I have a different word for PC: Institutionalized Irresponsibility. All these jerks out there blame everyone else for everything, but never take responsibility for their own actions; indeed they change laws and codes to make their own chosen lifestyles easier at the expense of others'. Jesus said about people like this, "And they bind burdens, heavy and hard to bear, and lay them on men's shoulders; but they themselves will not move them with their finger" (Matt. 23:4). If you haven't done so in a while (or ever) read the first seven verses of Matt. 23; we have more Pharisees among us than ever!

The one thing I wish Mr. Smerconish had included is a chapter with ideas to push back on today's Pharisees. You can't give them a witty rejoinder, for they have no sense of humor. In another book (I'll be reporting on it before long) I did read half a suggestion: Judge Roy "Ten Commandments" Moore wanted a 2-ton monument to the Decalogue bad enough to risk jail over it. The result of a court case was that it now sits in a closet. A more appropriate place for Roy's Rock would be his front yard. A case like this, where the Pharisee takes action rather than preventing others' action, offers a bit more room for rebuttal!

In our own lives, what to do? It takes forethought: speak out. Gather your own stories, and talk about them, speak in public if you're able. Write about them: Letters to Editors. When someone blames, hit right back. If someone objects to a How Many Does it Take or a Blonde joke, I (a bald man) say, "Oh, and when was the last time you told a Bald joke, or laughed at one?"

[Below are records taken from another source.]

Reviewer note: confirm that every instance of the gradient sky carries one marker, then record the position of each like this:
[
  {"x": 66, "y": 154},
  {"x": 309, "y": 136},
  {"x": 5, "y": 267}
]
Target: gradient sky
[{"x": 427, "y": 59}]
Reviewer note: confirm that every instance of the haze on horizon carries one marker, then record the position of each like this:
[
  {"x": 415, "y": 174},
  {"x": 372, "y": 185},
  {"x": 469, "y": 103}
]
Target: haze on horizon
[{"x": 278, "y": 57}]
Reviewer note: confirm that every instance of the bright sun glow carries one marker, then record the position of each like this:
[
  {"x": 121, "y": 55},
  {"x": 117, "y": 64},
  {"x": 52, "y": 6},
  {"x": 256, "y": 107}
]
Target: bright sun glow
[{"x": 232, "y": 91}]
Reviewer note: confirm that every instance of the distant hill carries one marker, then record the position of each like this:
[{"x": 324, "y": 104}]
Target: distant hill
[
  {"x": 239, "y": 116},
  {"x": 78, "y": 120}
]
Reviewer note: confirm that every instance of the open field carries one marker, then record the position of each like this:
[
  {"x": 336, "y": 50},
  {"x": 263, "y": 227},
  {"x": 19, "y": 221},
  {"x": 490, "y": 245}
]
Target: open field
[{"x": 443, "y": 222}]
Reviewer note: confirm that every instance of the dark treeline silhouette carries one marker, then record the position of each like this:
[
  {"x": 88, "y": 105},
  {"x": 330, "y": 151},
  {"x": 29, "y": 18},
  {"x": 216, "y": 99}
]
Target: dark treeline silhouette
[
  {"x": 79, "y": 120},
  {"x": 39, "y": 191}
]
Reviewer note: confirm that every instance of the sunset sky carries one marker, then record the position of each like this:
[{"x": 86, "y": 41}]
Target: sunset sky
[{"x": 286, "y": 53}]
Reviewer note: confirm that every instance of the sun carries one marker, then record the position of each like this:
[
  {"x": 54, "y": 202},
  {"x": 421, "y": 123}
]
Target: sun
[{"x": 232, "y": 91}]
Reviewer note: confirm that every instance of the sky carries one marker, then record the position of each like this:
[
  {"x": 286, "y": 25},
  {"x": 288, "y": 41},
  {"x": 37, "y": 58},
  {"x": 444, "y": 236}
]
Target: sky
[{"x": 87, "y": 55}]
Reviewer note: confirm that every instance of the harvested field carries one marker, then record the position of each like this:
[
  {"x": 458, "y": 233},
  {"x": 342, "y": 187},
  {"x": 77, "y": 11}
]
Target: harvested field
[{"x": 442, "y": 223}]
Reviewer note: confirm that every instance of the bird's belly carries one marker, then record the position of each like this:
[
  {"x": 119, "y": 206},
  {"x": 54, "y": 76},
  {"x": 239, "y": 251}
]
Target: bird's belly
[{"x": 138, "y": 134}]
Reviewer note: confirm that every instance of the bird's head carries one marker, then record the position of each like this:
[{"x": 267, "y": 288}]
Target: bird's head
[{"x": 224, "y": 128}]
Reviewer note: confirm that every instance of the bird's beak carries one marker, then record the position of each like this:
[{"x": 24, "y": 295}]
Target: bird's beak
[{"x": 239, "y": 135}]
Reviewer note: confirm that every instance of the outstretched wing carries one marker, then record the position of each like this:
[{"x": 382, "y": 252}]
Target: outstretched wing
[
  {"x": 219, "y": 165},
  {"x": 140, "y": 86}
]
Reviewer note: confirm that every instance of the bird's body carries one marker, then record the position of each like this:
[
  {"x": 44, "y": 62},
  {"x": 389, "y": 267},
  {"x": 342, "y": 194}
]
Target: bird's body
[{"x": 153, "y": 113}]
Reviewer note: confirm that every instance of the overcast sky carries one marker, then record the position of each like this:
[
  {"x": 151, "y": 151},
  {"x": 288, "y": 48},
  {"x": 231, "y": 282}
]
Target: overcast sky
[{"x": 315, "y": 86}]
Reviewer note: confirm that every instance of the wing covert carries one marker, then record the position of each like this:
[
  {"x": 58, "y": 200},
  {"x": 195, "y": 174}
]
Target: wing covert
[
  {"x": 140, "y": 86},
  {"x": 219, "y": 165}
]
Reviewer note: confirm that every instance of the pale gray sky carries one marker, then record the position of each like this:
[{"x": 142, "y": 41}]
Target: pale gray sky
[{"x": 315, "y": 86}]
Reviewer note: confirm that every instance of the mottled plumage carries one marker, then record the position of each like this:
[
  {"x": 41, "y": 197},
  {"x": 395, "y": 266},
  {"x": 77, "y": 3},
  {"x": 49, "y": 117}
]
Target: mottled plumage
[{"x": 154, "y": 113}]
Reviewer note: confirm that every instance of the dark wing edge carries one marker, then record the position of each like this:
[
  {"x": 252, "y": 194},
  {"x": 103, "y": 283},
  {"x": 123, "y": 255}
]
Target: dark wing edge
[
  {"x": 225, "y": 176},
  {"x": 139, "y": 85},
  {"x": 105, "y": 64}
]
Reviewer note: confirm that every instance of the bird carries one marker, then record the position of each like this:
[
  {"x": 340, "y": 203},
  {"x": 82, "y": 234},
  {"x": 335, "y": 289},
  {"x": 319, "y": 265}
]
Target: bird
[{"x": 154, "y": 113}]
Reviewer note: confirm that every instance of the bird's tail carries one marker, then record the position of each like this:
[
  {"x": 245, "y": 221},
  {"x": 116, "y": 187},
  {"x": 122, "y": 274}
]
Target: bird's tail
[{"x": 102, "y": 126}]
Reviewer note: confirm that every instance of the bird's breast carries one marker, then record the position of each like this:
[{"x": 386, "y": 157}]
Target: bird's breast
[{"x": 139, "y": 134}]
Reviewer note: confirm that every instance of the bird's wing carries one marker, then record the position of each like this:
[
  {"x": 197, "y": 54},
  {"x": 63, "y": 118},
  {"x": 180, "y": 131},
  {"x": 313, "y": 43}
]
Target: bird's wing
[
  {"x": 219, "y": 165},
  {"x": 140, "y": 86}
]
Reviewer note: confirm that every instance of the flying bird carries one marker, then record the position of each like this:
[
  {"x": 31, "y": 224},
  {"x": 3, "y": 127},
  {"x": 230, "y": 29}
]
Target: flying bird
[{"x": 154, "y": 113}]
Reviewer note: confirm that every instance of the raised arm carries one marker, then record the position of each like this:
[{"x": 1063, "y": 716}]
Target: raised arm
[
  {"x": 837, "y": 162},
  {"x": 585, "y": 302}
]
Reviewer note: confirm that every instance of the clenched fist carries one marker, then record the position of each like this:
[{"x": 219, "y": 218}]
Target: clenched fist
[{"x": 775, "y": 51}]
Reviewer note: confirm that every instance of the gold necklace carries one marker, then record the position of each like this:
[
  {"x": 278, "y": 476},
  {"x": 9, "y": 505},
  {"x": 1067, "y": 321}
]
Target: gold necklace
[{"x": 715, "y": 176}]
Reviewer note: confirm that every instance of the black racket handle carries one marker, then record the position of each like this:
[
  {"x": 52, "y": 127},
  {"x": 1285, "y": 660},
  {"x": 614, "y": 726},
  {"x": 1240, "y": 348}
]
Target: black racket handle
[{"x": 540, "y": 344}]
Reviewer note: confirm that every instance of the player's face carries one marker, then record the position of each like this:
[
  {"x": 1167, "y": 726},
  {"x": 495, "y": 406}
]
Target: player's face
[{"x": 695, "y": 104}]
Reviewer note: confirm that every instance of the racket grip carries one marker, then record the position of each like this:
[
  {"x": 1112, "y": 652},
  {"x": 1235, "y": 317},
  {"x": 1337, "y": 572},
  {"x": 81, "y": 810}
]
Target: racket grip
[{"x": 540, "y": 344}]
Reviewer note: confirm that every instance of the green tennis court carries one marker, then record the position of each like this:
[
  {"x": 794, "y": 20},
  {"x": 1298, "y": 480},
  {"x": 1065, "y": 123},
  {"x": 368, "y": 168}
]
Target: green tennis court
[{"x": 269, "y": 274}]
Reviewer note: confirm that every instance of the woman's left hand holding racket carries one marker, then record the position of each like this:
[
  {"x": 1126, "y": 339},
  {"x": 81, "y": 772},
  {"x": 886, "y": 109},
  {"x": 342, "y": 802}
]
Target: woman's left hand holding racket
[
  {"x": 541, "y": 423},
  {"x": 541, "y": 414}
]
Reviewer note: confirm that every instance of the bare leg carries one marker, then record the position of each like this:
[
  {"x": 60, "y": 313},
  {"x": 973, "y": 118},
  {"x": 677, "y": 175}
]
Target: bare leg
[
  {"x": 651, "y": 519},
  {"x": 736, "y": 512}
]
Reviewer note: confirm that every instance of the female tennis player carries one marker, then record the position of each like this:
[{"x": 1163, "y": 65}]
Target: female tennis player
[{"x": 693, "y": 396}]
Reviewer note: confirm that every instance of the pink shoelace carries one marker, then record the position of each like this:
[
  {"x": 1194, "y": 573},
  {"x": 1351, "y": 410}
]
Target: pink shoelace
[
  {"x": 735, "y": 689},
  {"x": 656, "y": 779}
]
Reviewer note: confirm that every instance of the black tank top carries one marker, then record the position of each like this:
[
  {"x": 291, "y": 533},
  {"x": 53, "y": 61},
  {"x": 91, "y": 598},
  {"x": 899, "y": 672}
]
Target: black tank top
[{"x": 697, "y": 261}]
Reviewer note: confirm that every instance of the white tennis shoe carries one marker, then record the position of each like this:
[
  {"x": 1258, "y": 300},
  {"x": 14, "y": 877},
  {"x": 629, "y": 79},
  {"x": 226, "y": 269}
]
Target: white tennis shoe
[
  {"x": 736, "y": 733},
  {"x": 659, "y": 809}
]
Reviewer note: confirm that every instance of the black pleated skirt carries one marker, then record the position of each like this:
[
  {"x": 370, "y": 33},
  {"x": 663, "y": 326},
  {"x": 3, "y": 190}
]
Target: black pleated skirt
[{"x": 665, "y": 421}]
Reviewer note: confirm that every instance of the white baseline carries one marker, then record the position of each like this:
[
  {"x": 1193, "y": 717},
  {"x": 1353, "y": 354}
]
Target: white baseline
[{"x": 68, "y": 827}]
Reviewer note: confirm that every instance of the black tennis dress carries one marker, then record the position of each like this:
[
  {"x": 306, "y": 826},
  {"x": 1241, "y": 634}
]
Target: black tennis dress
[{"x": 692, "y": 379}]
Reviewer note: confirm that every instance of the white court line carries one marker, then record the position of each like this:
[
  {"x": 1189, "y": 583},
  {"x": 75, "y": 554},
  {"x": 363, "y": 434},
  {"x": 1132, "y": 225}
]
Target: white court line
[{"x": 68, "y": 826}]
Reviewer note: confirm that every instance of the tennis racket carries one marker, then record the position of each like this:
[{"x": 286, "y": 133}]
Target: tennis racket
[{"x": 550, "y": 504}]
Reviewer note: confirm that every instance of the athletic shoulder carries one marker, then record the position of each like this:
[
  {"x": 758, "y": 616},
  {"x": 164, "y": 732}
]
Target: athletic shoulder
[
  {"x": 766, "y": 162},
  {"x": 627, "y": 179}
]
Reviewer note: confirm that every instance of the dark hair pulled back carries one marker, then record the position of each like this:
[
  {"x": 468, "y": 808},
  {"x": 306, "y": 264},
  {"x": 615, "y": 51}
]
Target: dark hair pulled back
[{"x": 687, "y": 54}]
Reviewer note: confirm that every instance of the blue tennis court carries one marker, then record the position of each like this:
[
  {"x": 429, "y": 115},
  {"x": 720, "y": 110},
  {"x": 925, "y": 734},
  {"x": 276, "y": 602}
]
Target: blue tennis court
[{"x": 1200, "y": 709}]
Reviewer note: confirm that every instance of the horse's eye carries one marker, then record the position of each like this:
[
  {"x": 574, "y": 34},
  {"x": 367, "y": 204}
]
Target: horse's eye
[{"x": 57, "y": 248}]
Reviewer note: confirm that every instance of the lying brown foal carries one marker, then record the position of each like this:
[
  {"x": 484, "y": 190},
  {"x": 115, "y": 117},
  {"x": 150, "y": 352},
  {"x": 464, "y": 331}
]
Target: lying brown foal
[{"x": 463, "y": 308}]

Keep your travel plans flexible: when you get on an airplane or train, look at every passenger; if someone gives you the creeps, get right back off and demand that "they go or I go!" Freedom requires the committed action of many citizens. Historically, a few percent is enough. Boycott the products of public figures who do and say stupid things...they only care about their pocketbook, so hit 'em there. And in that line, investigate very carefully every "charity" that you're inclined to support. If they promote PC causes, turn them down. Further in that line, buy Michael's book! Use its examples to shed light where it is desperately needed.